LLM Engine

A software that can load the LLM Models

Open WebUI
Kuwa Gen AI OS
AnythingLLM
Ollama
LM Studio
OpenLLM
Bechmark
More

Open WebUI

A Web UI Tool for Ollama

URLs

https://openwebui.com/
GitHub: https://github.com/open-webui/open-webui
Docs: https://docs.openwebui.com/

Installation

Installing Both Open WebUI and Ollama Together:

# With GPU Support
docker run -d -p 3000:8080 --gpus=all \
  -v ollama:/root/.ollama \
  -v open-webui:/app/backend/data \
  --name open-webui \
  --restart always \
  ghcr.io/open-webui/open-webui:ollama

# For CPU only
docker run -d -p 3000:8080 \
  -v ollama:/root/.ollama \
  -v open-webui:/app/backend/data \
  --name open-webui \
  --restart always \
  ghcr.io/open-webui/open-webui:ollama

Kuwa Gen AI OS

一個自由、開放、安全且注重隱私的生成式人工智慧服務系統，包括友善的大語言模型使用介面，以及能支援生成式人工智慧應用的新型GenAI核心。

🌐 提供多語言GenAI開發與部署的整體解決方案，支援Windows及Linux
💬 提供群聊、引用、完整 Prompt 列表的匯入/匯出/分享等友善使用功能
🔄 可靈活組合 Prompt x RAGs x Bot x 模型 x 硬體/GPUs以滿足應用所需
💻 支援從虛擬主機、筆記型電腦、個人電腦、地端伺服器到公私雲端的各種環境
🔓 開放原始碼，允許開發人員貢獻並根據自己的需求打造自己的客製系統

URLs

AnythingLLM

The ultimate AI business intelligence tool. Any LLM, any document, full control, full privacy.

AnythingLLM is a "single-player" （單機個人）application you can install on any Mac, Windows, or Linux operating system and get local LLMs, RAG, and Agents with little to zero configuration and full privacy.

AnythingLLM 也有自架網站版，見文章下方的連結。

You can install AnythingLLM as a Desktop Application, Self Host it locally using Docker and Host it on cloud (aws, google cloud, railway etc..) using Docker

You want AnythingLLM Desktop if...

You want a one-click installable app to use local LLMs, RAG, and Agents locally
You do not need multi-user support
Everything needs to stay only on your device
You do not need to "publish" anything to the public internet. Eg: Chat widget for website

URLs

Ollama

Run Llama 3, Phi 3, Mistral, Gemma, and other models.
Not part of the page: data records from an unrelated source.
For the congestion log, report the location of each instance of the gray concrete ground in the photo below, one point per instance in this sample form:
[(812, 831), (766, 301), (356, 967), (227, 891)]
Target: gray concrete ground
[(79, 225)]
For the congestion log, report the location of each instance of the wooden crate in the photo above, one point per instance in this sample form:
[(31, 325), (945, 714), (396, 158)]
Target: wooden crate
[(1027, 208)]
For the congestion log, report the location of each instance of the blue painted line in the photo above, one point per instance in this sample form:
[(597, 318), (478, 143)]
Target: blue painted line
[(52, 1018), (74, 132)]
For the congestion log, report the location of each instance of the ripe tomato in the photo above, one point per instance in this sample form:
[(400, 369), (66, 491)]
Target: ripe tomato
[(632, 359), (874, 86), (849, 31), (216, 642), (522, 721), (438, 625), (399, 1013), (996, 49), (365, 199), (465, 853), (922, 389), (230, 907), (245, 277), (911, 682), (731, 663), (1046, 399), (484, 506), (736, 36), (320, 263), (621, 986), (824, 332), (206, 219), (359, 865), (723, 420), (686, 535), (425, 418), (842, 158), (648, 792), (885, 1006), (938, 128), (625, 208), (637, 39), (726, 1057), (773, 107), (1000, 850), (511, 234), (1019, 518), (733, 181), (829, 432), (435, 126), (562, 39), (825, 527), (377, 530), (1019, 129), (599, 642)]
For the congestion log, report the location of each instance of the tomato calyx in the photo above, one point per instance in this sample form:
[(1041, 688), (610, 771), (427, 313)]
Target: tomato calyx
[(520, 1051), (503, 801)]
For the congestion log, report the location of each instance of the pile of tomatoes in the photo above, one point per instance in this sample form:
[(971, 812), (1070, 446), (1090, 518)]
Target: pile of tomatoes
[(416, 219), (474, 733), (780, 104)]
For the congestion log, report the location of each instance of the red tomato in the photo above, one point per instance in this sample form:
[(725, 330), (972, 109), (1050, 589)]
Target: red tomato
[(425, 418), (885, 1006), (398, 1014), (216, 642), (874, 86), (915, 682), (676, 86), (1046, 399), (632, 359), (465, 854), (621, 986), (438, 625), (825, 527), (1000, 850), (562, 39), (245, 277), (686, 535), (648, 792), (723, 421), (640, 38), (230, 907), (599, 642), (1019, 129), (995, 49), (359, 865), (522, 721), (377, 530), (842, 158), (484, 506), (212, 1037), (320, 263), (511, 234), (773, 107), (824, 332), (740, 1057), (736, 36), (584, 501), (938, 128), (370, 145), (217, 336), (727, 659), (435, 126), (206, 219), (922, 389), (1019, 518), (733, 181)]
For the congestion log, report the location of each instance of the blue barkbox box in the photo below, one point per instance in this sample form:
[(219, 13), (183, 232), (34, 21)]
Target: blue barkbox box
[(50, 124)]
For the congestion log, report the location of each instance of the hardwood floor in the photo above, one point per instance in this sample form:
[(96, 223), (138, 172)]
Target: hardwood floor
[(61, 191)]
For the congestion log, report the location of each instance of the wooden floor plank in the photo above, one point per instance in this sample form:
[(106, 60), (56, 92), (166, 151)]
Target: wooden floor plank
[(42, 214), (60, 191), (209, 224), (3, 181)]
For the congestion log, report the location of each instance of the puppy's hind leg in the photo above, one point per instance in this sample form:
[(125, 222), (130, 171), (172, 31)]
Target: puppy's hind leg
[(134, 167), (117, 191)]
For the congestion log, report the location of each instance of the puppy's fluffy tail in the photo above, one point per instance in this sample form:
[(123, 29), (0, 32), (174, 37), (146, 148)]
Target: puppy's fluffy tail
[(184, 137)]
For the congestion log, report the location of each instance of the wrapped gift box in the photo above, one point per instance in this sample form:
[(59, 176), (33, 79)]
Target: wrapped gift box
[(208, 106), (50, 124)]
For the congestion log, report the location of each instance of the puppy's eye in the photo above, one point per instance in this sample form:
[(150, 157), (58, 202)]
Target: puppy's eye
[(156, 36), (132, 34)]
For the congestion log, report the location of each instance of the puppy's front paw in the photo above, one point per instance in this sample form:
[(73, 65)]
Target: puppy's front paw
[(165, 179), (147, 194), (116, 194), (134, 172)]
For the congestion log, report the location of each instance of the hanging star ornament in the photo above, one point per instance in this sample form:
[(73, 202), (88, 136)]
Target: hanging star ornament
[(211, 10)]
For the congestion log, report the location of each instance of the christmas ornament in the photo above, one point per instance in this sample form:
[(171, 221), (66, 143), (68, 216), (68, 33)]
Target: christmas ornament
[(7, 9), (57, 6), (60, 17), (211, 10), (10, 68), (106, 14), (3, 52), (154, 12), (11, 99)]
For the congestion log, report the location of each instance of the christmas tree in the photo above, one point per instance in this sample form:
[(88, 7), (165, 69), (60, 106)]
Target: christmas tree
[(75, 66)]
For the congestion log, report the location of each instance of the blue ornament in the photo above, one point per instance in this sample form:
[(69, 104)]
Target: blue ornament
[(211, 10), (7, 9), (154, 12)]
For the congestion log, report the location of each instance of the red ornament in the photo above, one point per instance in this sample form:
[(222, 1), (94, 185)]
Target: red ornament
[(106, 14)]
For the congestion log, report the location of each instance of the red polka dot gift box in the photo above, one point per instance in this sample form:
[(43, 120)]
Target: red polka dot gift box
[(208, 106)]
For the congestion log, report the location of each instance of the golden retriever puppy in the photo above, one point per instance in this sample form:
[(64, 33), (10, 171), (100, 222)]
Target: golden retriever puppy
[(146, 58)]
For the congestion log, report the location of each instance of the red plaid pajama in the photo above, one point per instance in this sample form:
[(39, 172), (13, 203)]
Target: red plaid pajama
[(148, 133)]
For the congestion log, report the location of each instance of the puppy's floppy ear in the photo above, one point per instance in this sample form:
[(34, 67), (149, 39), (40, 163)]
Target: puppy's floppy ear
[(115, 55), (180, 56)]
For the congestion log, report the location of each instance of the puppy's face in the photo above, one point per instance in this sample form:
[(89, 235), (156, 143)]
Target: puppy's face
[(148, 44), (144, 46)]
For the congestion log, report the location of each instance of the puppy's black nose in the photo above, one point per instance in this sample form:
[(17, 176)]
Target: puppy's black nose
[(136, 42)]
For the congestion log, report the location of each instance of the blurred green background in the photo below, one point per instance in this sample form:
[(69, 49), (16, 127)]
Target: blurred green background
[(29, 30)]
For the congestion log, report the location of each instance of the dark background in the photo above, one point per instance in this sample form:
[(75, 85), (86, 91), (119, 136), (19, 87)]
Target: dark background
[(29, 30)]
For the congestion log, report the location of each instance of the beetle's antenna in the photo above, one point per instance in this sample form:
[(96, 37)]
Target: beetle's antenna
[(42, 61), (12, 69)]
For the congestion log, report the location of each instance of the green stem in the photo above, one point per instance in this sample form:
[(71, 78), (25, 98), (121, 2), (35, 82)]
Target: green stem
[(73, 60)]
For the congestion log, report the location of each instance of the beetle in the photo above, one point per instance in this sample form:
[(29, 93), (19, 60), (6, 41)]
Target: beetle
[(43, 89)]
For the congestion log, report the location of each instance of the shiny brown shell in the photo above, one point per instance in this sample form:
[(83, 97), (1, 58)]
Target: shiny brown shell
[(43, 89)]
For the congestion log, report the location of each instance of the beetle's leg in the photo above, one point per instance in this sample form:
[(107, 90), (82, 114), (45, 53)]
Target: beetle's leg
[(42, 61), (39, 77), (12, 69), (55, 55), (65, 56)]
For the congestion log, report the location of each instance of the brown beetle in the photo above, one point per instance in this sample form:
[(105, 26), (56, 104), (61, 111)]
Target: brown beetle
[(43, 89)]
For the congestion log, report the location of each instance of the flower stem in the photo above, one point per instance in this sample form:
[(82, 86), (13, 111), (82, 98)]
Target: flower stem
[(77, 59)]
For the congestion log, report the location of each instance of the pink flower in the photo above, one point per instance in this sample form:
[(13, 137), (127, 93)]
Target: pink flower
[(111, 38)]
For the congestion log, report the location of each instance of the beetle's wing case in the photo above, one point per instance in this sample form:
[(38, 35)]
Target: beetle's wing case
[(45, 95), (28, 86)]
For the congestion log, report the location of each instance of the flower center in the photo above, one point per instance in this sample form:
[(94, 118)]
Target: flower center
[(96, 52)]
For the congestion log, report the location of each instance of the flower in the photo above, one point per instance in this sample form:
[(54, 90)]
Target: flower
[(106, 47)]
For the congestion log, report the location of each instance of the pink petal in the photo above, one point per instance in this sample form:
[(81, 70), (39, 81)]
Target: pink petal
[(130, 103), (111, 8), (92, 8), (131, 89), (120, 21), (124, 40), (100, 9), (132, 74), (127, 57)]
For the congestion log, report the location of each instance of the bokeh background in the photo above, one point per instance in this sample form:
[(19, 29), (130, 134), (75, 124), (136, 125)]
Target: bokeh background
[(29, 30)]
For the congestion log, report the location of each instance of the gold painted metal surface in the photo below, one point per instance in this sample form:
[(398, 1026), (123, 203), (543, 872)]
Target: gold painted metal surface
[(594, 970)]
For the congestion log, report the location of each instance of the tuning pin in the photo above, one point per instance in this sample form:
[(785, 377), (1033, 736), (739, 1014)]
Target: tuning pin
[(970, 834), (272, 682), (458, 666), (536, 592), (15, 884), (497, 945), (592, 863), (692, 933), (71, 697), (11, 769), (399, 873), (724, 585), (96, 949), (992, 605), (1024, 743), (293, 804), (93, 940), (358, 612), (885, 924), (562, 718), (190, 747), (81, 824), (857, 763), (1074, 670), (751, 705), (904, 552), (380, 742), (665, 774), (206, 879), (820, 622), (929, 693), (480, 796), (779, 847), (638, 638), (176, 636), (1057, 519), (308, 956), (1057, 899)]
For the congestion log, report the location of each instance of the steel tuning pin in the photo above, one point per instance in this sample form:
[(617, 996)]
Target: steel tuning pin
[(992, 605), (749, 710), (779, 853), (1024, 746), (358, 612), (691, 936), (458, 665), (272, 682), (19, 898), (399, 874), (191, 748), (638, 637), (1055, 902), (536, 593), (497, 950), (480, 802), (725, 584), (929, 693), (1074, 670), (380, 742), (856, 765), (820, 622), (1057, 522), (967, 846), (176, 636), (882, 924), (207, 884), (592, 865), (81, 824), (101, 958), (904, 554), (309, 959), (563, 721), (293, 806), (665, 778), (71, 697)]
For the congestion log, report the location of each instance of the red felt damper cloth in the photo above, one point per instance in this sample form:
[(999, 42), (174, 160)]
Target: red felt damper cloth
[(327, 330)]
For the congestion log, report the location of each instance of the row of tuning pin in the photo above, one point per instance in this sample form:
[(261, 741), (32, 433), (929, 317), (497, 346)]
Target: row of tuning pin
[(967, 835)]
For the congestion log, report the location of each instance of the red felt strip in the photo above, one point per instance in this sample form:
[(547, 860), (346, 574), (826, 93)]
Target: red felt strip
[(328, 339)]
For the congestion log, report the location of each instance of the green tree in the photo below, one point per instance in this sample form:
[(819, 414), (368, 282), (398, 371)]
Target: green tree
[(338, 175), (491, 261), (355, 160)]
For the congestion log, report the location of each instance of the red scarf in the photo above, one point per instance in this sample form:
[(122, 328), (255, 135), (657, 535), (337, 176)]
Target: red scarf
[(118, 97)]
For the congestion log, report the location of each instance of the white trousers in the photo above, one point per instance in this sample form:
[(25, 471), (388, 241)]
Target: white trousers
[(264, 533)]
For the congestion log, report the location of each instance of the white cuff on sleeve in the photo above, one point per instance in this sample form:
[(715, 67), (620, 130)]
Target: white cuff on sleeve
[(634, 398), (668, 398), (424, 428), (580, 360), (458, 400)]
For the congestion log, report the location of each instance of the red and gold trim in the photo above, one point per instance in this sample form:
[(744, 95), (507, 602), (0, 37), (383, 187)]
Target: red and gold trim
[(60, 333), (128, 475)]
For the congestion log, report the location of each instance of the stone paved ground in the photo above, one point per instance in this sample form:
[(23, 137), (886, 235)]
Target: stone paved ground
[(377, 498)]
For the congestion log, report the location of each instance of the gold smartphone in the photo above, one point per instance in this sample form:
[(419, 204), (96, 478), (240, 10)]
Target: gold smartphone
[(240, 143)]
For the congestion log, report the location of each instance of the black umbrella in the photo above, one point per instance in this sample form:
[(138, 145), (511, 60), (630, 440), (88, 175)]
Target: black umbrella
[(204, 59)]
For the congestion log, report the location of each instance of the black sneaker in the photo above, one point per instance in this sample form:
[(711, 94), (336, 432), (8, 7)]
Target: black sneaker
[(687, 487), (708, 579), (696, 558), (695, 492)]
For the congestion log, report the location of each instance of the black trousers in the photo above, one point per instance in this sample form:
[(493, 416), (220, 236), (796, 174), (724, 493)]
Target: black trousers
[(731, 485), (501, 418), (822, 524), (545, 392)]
Customize and create your own.

Installation

ollama + open webui

mkdir ollama-data download open-webui-data

docker-compose.yml:

services:
  ollama:
    image: ollama/ollama:latest
    ports:
      - 11434:11434
    volumes:
      - ./ollama-data:/root/.ollama
      - ./download:/download
    container_name: ollama
    pull_policy: always
    tty: true
    restart: always
    networks:
      - ollama-docker

  open-webui:
    image: ghcr.io/open-webui/open-webui:main
    container_name: open-webui
    volumes:
      - ./open-webui-data:/app/backend/data
    depends_on:
      - ollama
    ports:
      - 3000:8080
    environment:
      - 'OLLAMA_BASE_URL=http://ollama:11434'
    extra_hosts:
      - host.docker.internal:host-gateway
    restart: unless-stopped
    networks:
      - ollama-docker

networks:
  ollama-docker:
    external: false

ollama

mkdir ollama-data download

docker run --name ollama -d --rm \
    -v $PWD/ollama-data:/root/.ollama \
    -v $PWD/download:/download \
    -p 11434:11434 \
    ollama/ollama

Models

List Models Installed

ollama list

Load a GGUF model manually

ollama create <my-model-name> -f <modelfile>

Page Assist

Page Assist is an open-source Chrome Extension that provides a Sidebar and Web UI for your Local AI model.

Video: This Chrome Extension Surprised Me - YouTube

LM Studio

Discover, download, and run local LLMs.

With LM Studio, you can ...

🤖 - Run LLMs on your laptop, entirely offline

👾 - Use models through the in-app Chat UI or an OpenAI compatible local server

📂 - Download any compatible model files from HuggingFace

🤗 repositories

🔭 - Discover new & noteworthy LLMs in the app's home page

URLs

OpenLLM

OpenLLM helps developers run any open-source LLMs, such as Llama 2 and Mistral, as OpenAI-compatible API endpoints, locally and in the cloud, optimized for serving throughput and production deployment.

Install

pip install openllm

Start a LLM Server

openllm start microsoft/Phi-3-mini-4k-instruct --trust-remote-code

To interact with the server, you can visit the web UI at http://localhost:3000/ or send a request using curl. You can also use OpenLLM’s built-in Python client to interact with the server:

import openllm

client = openllm.HTTPClient('http://localhost:3000')
client.generate('Explain to me the difference between "further" and "farther"')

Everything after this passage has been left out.